Кругом все шло как обычно. Остин был растущим городом. Население меньше миллиона человек и среди них многие – музыканты. Путь по улицам был заполнен саундтреками, в супермаркетах и аэропорту играли оркестрики. Вдоль дорог рос орех пекан, дубы и техасские платаны. Город выстроили на медлительной излучине рек Колорадо, и многое в нем было связано с водой. На городском озере катались на каноэ, в ручье Бартон купались. Это был город парков и ручейков, а еще молодых людей в бейсболках, играющих в фрисби. Как ему сказали: если ты не плаваешь или не крутишь педали, не бегаешь и не турист, что-то с тобой не так.
Разъезжая по городу на дешевом подержанном велосипеде, Дэнни замечал, что в Техасе все либо техасское, либо им притворяется. Коврики у дверей, дорожные указатели, ворота. Словно горожане боялись, что, если не напоминать себе о Техасе ежеминутно, однажды они проснутся в Нью-Джерси.
Именно в Остине Сигрэм проник в сознание Дэнни. Был вторник, двадцатое августа. До первых праймериз демократической партии оставалось больше пяти месяцев, но политики уже колесили по городам, выступали на утренниках, произносили программные речи и собирали комитеты по опросам общественного мнения. Дэнни объезжал по велосипедной дорожке озеро Леди-Берд, когда увидел плакат. Он остановился на берегу, вытер пот. Впереди шумела толпа. Потом, проезжая по мосту Первой улицы, он увидел кучку зарегистрированных избирателей на широком газоне парка «Аудиториум». С трибуны человек в костюме вещал о времени перемен. На воде играло солнце. С запада дул легкий ветер. Прошлой ночью сырость, наконец, сдуло, и сегодня казалось, что нет ничего невозможного.

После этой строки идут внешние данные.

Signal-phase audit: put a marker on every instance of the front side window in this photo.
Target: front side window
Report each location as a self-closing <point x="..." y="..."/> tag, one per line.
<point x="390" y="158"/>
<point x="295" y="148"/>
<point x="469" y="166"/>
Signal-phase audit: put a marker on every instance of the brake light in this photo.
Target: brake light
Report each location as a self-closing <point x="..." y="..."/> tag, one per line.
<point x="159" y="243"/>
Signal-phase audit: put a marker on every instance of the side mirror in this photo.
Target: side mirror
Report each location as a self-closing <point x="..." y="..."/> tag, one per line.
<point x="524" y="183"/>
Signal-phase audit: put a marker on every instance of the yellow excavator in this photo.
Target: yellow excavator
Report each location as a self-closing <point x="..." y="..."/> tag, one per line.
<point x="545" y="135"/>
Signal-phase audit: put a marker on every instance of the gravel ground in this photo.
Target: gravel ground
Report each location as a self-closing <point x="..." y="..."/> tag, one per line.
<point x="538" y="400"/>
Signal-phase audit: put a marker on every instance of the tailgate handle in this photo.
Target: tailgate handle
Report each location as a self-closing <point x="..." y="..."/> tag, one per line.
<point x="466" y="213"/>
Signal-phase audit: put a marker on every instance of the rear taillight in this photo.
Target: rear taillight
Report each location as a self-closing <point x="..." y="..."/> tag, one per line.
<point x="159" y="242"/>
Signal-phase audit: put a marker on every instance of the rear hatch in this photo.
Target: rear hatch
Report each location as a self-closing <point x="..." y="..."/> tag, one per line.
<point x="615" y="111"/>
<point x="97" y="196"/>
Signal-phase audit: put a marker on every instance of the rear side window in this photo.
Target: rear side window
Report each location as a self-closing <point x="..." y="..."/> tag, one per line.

Он оставил велосипед у ворот и пробрался сквозь толпу. Девушки в бикини сидели на полотенцах, щурясь в сторону трибуны. Бегали собаки без поводков, дети кидали фрисби.
– Я устал, – говорил сенатор Джей Сигрэм, непринужденно держа микрофон и не заглядывая в записи. – Устал придумывать оправдания тому, что банкиры богатеют, в то время как остальные в жопе. Устал слушать о том, как семьи выгоняют из дома. Устал от уверений, что должен бояться людей, с которыми никогда не встречался. Устал вести войны под лживыми предлогами. Устал жить в стране, где больные не получают помощи, и меня тошнит от убийств за наш счет, которые сходят с рук международным корпорациям. Я устал, меня тошнит, и на ваших лицах я вижу то же отвращение и усталость.
Толпа бушевала от восторга.
– Вам тошно, что вас не слышат. Вы устали платить налоги, которые идут на убийство людей, виновных лишь в том, что они говорят на другом языке. Вам тошно отдавать половину семейного бюджета за бензин, когда у автомобильных компаний уже есть технология, позволяющая в десять раз увеличить эффективность горючего. Прямо сегодня. Они могли бы сделать это уже сегодня, но не делают. Почему? Вы не устали спрашивать?
Теперь все стояли. Дэнни шел между людьми, задевая кончиками пальцев их руки. Воздух был заряжен электричеством, как перед грозой.
– Пора уже, – говорил Сигрэм, – не задавать вопросы, а действовать. Предъявлять требования. Мы требуем здравоохранения для всех. Мы требуем прожиточного минимума. Мы требуем, чтобы политики прекратили поднимать налоги нам и сокращать – корпорациям. Мы устали просить. Мы были терпеливы и вежливы. Теперь нам не до вежливости.